Mr. Low was not quick to answer, but he did answer at last. “That is true, though I have never told you so. Indeed, it is hardly true to say that I hope it. I have my dreams, and sometimes dare to tell myself that they may possibly become waking facts. But if ever I sit on a Treasury bench I shall sit there by special invitation, having been summoned to take a high place because of my professional success. It is but a dream after all, and I would not have you repeat what I have said to any one. I had no intention to talk about myself.”
“I am sure that you will succeed,” said Phineas.
“Yes;—I shall succeed. I am succeeding. I live upon what I earn, like a gentleman, and can already afford to be indifferent to work that I dislike. After all, the other part of it,—that of which I dream,—is but an unnecessary adjunct; the gilding on the gingerbread. I am inclined to think that the cake is more wholesome without it.”

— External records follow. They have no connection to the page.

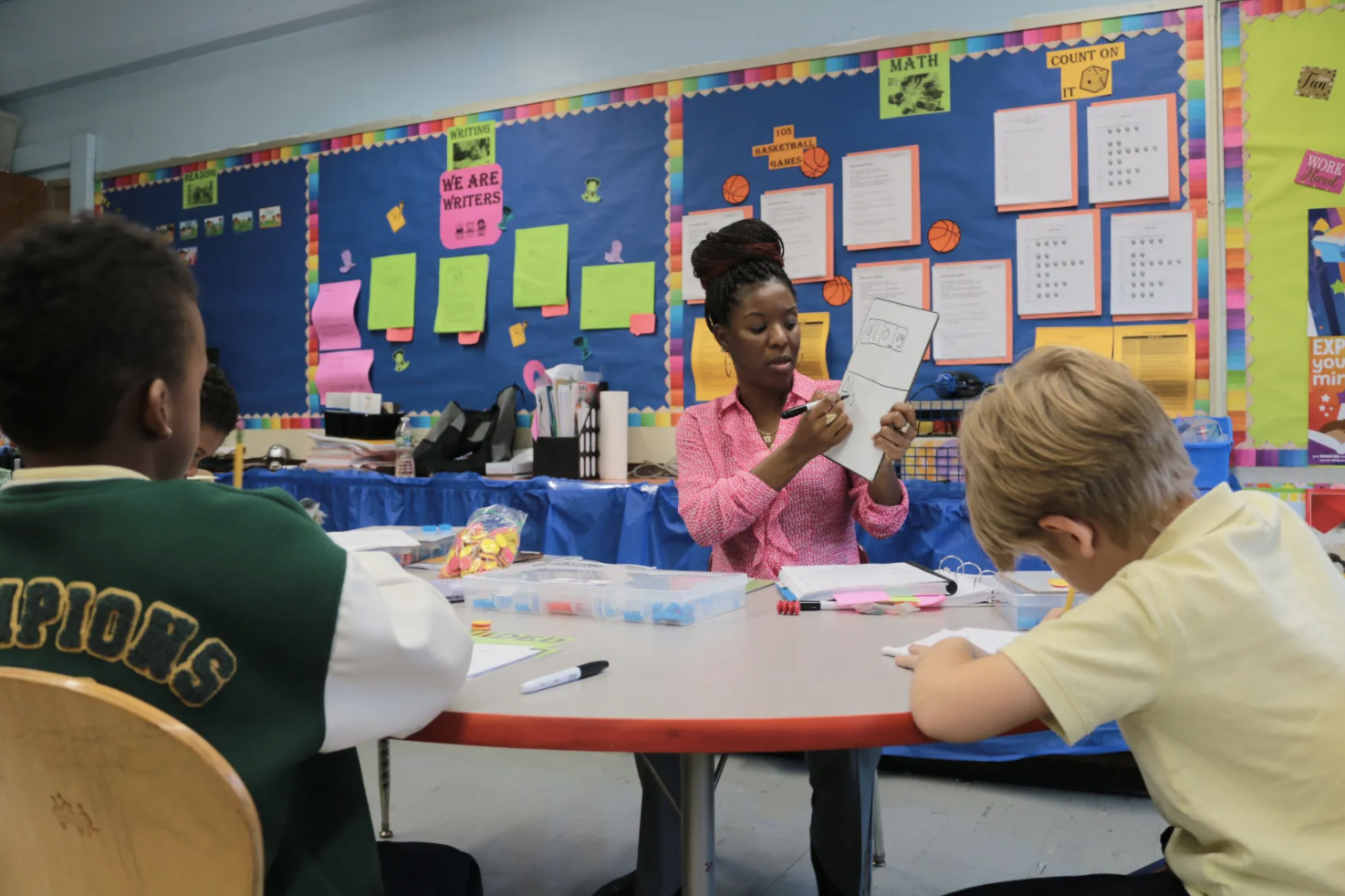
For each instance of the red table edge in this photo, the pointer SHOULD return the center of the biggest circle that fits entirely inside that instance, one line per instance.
(681, 736)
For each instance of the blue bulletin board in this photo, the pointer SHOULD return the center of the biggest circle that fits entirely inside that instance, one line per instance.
(956, 163)
(659, 151)
(253, 284)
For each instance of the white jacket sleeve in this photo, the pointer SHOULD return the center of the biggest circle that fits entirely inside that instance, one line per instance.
(400, 654)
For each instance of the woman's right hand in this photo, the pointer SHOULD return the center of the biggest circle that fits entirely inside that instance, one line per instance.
(822, 428)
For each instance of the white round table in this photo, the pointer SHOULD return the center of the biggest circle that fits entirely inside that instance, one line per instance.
(748, 681)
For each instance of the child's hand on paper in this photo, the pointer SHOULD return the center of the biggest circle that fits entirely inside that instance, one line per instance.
(822, 428)
(897, 431)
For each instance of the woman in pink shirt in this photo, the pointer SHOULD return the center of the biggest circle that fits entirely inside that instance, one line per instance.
(757, 490)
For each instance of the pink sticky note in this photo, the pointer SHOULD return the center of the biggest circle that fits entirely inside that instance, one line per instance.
(851, 598)
(470, 206)
(1321, 171)
(334, 315)
(343, 371)
(641, 325)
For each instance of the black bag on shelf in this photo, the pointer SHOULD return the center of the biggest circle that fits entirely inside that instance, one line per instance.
(467, 440)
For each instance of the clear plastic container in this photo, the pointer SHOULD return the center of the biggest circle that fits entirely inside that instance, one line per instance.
(1025, 598)
(604, 591)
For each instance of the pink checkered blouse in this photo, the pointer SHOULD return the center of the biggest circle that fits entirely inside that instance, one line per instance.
(754, 527)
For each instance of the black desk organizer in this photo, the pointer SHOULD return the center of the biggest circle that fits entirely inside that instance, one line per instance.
(568, 458)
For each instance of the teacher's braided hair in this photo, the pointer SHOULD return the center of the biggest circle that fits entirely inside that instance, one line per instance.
(744, 253)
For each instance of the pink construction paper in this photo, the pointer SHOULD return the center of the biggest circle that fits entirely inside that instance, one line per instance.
(1321, 171)
(470, 206)
(334, 315)
(851, 598)
(343, 371)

Phineas did not go up-stairs into Mrs. Low’s drawing-room on that evening, nor did he stay very late with Mr. Low. He had heard enough of counsel to make him very unhappy,—to shake from him much of the audacity which he had acquired for himself during his morning’s walk,—and to make him almost doubt whether, after all, the Chiltern Hundreds would not be for him the safest escape from his difficulties. But in that case he must never venture to see Lady Laura Standish again.